By the end of the quarter the US broader index, The S&P 500, gained (6%), Europe stock (up 13%), India equity (up 17%), China region (up 4%) and Japan stock (up 5%).
On the macro side, On Friday, Spain bank stress test shows that spanish banks would need up to €59.3 billion in capital injections, according to the final results of the stress tests run by Oliver Wyman. This estimation is really close to market expectations of around €60-€70 billion.
In a scenario where tax credits and mergers are taken into account, the shortfall is €53.7 billion.
Audit results stated that 7 banks need capital while other 7 don't. Alone, Bankia capital shortfall is €24.7 billion, while taking all the nationalized banks together, Bankia, CatalunyaBank, NovaGalicia Banco and Banco de Valencia, the capital need is €46.2 billion.
Spain banks are not the only concern, Investors also remain wary about the outlook for Spain, which is expected to need a full international bailout at it struggles to raise funds for deficit-laden regional governments while recapitalizing its struggling banks.
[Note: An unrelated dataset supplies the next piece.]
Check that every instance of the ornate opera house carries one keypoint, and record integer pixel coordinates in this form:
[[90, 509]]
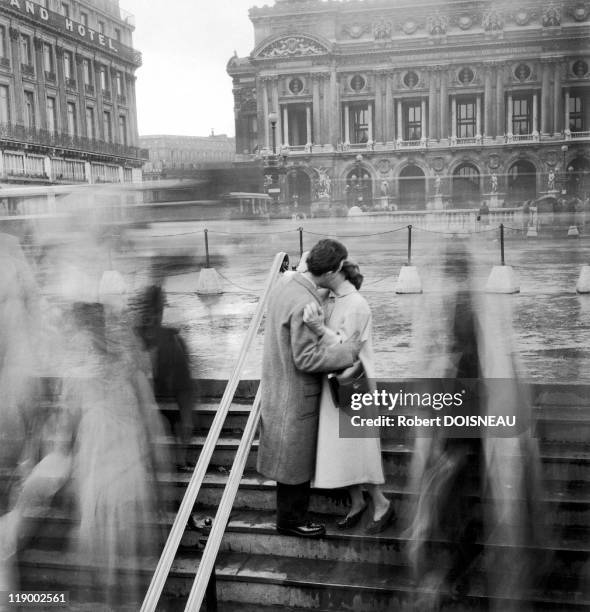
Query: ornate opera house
[[418, 104], [67, 93]]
But the uncertainty about Spain and the wider global economic outlook follows a strong third quarter for many financial markets, when aggressive actions by major central banks to ease policy boosted prices.
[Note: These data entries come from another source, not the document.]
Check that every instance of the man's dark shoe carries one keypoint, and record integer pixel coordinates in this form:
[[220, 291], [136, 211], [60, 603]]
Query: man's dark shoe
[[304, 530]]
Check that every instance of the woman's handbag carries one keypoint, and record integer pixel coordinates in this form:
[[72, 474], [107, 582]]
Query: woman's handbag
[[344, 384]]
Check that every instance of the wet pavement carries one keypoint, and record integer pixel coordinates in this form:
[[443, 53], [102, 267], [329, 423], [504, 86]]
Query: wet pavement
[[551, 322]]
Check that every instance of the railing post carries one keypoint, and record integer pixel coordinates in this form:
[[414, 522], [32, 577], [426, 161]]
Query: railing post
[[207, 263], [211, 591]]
EUR/USD Weak Asian economic data today and concerns about Spain's public debt problems briefly pushed the euro to a three-week low on Monday, but European shares were higher as investors took advantage of recent falls to buy back in to market.
The euro fell as low as $1.2804 early on Monday before recovering to be little changed at about $1.2890.
'The market has entered ‘glass half-empty' mode,' analysts at Morgan Stanley said in a note, signaling that each piece of weak economic news will probably be interpreted negatively.